Many existing radar target simulators are dedicated to a particular radar system and are incompatible with other radar systems. The existing radar simulators, whether dedicated or non-dedicated, often cost in the hundreds of thousands of dollars. The enhanced cost of these simulators is largely attributable to their complex design.
For example, the so-called DRFM-based (digital radio frequency memory) simulator requires operationally complex and expensive components to enable the capture and delayed retransmission of radar pulses. These components require significant power consumption and thermal dissipation.
In a DRFM-based simulator, the radio frequency waveform i.e. the pre-detection waveform, is sampled, resulting in a large number of samples which must be acquired at very high speed over the duration of a received radar pulse. The sampled waveform is stored in high speed memory, recalled with an appropriate delay, and is then retransmitted.
For example, a radar pulse width of 0.25 .mu.sec requires an RF bandwidth of more than 4 MegaHertz which then requires a DRFM sampling rate of more than 10 MegaHertz. For a typical pulse Doppler radar with a 20 to 1 variation in pulse width, the total number of samples which must be taken in a maximum 5 .mu.sec pulse width will be in excess of 50. Unless the DRFM time-tags each pulse, which increases complexity, it must continuously take samples that are later "played-back" with a delay appropriate for the distance of the simulated target. To simulate a target distance of eighty miles, there must be a delay of 1 millisecond.
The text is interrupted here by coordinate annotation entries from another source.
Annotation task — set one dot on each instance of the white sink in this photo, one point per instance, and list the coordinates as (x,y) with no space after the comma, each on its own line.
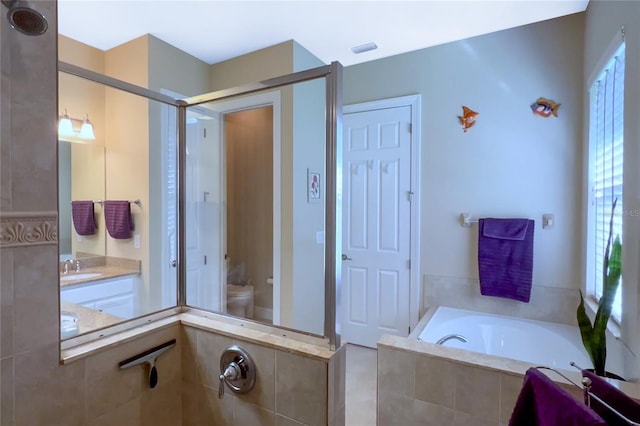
(85,276)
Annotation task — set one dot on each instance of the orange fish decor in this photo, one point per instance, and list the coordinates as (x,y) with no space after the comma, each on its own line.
(545,107)
(468,118)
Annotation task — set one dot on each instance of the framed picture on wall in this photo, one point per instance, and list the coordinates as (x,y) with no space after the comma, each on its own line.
(313,186)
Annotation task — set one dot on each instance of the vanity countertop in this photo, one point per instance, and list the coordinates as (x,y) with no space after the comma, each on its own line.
(105,271)
(89,319)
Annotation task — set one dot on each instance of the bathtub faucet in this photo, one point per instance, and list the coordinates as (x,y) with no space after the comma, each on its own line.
(451,336)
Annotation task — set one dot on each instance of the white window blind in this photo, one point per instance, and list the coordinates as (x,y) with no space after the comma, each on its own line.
(605,163)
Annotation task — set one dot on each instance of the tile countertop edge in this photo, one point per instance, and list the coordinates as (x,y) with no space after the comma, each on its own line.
(287,344)
(269,339)
(106,273)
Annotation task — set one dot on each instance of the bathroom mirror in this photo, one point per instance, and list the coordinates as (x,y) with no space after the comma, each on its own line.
(81,173)
(255,206)
(80,177)
(122,183)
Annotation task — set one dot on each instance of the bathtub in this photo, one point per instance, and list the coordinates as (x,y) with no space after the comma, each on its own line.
(535,342)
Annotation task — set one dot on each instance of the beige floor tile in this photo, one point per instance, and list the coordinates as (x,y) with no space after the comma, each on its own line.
(361,386)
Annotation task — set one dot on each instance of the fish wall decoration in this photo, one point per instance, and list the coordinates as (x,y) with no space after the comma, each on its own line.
(468,118)
(544,107)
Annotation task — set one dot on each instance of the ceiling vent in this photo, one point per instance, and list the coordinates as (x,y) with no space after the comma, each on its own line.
(364,48)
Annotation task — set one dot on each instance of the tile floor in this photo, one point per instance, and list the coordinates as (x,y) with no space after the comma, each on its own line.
(361,386)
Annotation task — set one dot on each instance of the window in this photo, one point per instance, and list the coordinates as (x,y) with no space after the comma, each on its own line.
(606,125)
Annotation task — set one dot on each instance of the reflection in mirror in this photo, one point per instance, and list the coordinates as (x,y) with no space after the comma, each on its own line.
(255,206)
(80,177)
(118,201)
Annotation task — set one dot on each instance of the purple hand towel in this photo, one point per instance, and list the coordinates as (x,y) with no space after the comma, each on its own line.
(117,216)
(505,257)
(615,398)
(83,217)
(542,402)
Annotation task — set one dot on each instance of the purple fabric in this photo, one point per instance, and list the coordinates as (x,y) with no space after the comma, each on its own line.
(542,402)
(117,216)
(83,217)
(505,257)
(615,398)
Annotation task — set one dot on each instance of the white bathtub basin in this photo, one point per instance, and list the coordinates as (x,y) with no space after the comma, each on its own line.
(84,276)
(536,342)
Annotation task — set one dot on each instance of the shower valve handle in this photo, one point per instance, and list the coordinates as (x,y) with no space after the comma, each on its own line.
(232,372)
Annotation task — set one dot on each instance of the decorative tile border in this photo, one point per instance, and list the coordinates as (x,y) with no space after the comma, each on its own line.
(18,229)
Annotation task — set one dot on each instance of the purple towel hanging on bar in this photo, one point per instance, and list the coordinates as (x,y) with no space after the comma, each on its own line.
(83,217)
(542,402)
(117,216)
(615,398)
(505,257)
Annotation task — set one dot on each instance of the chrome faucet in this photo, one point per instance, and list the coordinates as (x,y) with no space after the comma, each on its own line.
(451,336)
(65,267)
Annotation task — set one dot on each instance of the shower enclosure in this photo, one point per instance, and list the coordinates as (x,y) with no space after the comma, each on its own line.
(306,111)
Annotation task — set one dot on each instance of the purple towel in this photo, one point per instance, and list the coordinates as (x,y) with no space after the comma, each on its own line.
(117,216)
(542,402)
(505,257)
(83,217)
(615,398)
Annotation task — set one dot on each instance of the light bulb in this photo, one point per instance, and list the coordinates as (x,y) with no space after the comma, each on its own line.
(65,127)
(86,131)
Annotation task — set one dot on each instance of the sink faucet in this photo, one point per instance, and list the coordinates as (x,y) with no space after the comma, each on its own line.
(65,267)
(451,336)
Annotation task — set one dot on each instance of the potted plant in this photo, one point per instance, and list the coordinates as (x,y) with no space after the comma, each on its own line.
(594,335)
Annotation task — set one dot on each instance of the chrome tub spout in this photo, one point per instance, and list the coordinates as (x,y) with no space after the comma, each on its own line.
(451,336)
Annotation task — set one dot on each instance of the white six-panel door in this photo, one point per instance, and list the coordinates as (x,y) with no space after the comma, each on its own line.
(376,224)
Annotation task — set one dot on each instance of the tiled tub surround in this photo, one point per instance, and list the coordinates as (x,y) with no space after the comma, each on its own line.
(297,383)
(425,384)
(550,304)
(553,304)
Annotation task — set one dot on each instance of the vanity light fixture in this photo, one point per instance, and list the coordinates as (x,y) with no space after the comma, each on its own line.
(67,127)
(86,131)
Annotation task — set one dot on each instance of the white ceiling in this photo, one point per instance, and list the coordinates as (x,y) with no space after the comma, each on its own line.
(215,30)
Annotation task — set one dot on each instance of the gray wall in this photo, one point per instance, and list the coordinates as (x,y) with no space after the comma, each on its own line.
(512,163)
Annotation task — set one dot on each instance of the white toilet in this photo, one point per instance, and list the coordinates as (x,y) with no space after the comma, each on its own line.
(240,300)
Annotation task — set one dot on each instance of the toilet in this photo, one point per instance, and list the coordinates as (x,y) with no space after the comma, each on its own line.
(240,300)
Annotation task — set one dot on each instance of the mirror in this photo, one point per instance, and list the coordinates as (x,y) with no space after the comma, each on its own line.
(81,162)
(124,183)
(255,206)
(254,195)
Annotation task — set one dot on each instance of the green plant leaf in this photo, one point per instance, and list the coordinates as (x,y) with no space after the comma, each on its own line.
(594,336)
(586,329)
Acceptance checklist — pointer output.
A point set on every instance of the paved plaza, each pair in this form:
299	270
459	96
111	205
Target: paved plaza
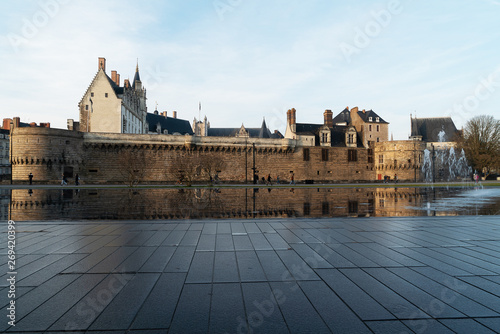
340	275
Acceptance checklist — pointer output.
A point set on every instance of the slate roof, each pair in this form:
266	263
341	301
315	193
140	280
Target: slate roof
343	117
118	90
306	128
172	125
365	116
430	128
337	133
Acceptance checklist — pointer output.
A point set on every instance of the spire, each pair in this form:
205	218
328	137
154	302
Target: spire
264	131
137	84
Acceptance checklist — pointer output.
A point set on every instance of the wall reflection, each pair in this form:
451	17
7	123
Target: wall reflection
195	203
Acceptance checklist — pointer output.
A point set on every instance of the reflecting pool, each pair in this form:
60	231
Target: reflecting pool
245	202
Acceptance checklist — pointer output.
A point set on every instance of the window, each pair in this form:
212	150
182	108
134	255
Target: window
352	155
324	137
350	138
306	154
325	208
353	207
324	154
307	208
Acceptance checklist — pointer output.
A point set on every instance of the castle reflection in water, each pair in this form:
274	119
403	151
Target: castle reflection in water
230	203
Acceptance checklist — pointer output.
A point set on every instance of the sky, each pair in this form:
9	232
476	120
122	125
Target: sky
246	61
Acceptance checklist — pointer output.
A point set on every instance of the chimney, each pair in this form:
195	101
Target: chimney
16	122
328	116
6	123
102	64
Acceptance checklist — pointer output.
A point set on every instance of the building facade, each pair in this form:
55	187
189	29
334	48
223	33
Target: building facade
108	107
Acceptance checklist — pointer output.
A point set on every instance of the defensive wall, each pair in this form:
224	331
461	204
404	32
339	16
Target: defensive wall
100	158
195	203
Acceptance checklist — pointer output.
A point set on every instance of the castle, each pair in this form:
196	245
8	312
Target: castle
113	142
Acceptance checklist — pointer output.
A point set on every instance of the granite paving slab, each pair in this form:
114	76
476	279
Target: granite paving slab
340	275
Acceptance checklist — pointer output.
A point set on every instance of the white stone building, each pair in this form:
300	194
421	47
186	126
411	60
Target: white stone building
108	107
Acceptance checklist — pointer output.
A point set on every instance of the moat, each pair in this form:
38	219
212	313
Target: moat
245	202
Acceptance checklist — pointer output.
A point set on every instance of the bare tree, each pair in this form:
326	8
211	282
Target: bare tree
481	142
210	165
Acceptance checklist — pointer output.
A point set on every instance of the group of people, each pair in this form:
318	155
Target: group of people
269	180
387	178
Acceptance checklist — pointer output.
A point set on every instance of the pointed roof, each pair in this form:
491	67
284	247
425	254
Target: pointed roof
172	125
137	77
264	131
343	117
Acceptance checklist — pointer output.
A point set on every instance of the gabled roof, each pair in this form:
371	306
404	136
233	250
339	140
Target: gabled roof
305	129
343	117
136	76
118	90
222	132
172	125
262	132
431	129
365	116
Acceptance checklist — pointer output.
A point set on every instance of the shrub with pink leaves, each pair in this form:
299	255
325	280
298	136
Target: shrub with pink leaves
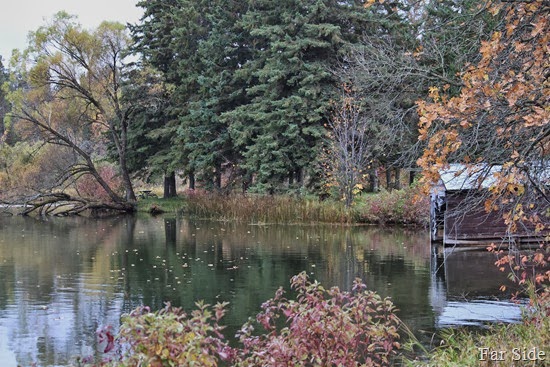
322	328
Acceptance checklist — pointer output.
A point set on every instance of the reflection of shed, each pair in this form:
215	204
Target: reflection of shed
458	216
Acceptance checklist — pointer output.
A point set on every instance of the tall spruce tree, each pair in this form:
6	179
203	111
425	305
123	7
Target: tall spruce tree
204	136
4	106
152	140
293	46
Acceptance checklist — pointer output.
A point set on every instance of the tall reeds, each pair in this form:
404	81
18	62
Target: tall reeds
266	209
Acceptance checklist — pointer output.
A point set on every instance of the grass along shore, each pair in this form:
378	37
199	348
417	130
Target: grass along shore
401	207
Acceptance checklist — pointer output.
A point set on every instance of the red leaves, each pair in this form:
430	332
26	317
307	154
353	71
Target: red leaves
324	327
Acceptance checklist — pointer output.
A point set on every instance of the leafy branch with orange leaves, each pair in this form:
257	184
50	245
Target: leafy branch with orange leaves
501	122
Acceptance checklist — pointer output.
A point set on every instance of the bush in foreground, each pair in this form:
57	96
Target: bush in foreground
319	328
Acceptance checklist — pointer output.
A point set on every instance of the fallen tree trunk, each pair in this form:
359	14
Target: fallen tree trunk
62	204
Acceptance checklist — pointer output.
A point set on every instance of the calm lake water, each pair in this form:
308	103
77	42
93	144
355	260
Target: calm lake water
61	279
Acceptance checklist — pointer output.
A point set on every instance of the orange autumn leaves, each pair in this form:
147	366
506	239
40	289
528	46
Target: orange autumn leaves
504	100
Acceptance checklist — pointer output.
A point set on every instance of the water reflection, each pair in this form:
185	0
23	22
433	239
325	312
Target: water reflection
60	279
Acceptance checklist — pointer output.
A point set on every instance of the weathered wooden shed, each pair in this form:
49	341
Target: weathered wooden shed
458	216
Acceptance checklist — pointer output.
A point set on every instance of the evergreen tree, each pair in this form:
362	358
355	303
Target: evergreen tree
4	106
293	46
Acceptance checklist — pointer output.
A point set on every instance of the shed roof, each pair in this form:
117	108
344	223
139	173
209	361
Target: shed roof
462	177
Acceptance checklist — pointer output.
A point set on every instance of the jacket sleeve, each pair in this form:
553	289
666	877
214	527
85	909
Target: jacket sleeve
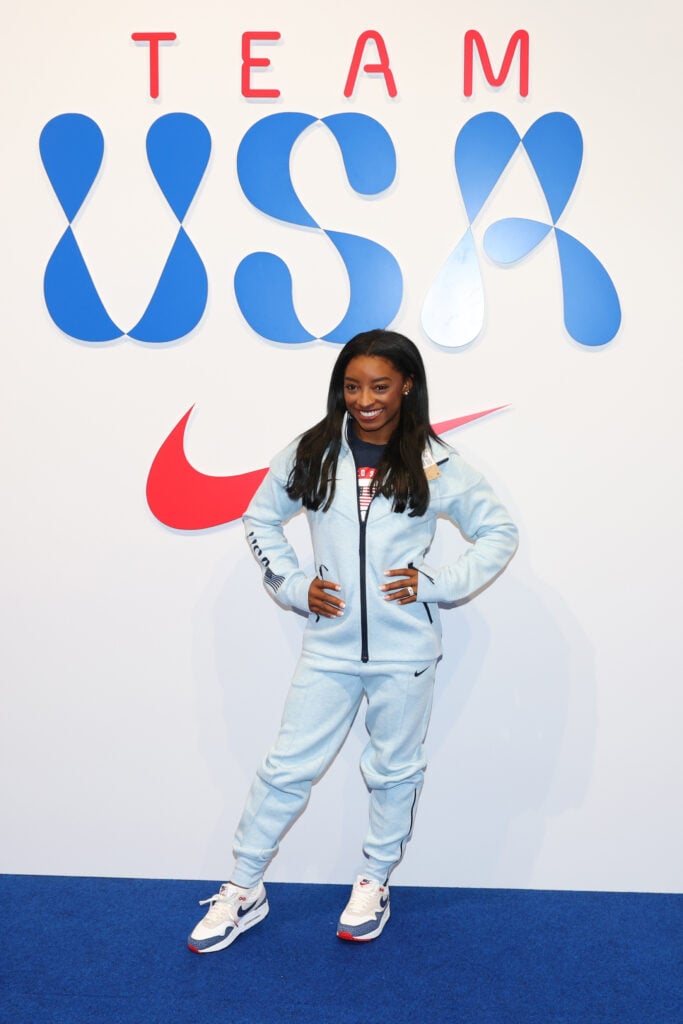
468	500
269	508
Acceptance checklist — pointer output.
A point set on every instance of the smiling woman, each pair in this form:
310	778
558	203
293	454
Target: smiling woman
373	477
374	390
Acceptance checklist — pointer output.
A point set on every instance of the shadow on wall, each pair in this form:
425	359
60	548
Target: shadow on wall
512	736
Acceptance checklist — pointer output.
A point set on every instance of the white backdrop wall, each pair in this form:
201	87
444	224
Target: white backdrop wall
144	668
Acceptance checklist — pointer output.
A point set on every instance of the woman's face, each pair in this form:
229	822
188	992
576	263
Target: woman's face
374	390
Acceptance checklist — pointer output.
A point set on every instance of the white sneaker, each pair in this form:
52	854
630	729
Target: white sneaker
367	912
232	911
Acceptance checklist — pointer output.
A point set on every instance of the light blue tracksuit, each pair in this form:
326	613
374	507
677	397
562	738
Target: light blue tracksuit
379	649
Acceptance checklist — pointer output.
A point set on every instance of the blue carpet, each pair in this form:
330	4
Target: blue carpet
113	949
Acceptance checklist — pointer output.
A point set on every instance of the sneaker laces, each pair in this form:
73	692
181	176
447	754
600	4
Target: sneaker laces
220	905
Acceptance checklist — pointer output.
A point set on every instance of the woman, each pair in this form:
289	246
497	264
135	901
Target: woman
373	476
For such a delay, over 10,000 samples would need to be taken at the sampling rate of 10 MegaHertz.
An ideal target simulator should be versatile enough to accommodate the wide variety of radars currently in service as well as those planned for service in the near future. The radar target simulator should be useable for radar testing, training, logistics, security, and maintenance reasons. The simulator should also be useable remotely as well as directly with a radar system under test. Such a simulator must replicate (and retransmit), in both time and amplitude variation, and with an appropriate delay, an incoming pulse stream from a radar under test.
As the amplitude of the pulses received by a simulator will vary as an azimuthally scanning radar antenna beam sweeps across the simulator's antenna, it is important that the simulator's output track this amplitude variation. Ideally, the target simulator should also be able to create a variety of target trajectories, e.g. constant velocity, a continuous cycling between specified minimum and maximum distances, the ramping up and down in velocity of a target, etc., as well as being able to simulate variable target power such as constant or inverse-4th power of distance. While meeting the above, such a device should be as simple as possible as well as inexpensive.